Idiopathic Ventricular Fibrillation in a Previously Healthy Recreational Athlete.

There are several clinical challenges in the survivor of sudden cardiac arrest (SCA), including ensuring that a comprehensive diagnostic evaluation has been performed and providing counseling on return to activity. We report a case of a highly conditioned athlete who presented following aborted SCA during exercise with a diagnosis of idiopathic ventricular fibrillation arrest. (Level of Difficulty: Intermediate.).

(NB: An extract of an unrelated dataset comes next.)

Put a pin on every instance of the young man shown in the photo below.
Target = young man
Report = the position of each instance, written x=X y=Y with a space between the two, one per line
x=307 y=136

History of Present Illness

A 40-year-old previously healthy man presented to our clinic 3 weeks after an aborted sudden cardiac arrest (SCA) episode. While running a 5-km race, he collapsed, and an automated external defibrillator delivered a shock, leading to prompt return of spontaneous circulation. The patient was highly active overall, and 2 months before this current episode he had performed a 26-mile marathon race. He ran several miles on multiple days per week and was also an avid mountain biker.

Learning Objectives

To discuss the differential diagnosis for the origin of SCA in the athlete and the importance of performing a comprehensive evaluation to determine the cause.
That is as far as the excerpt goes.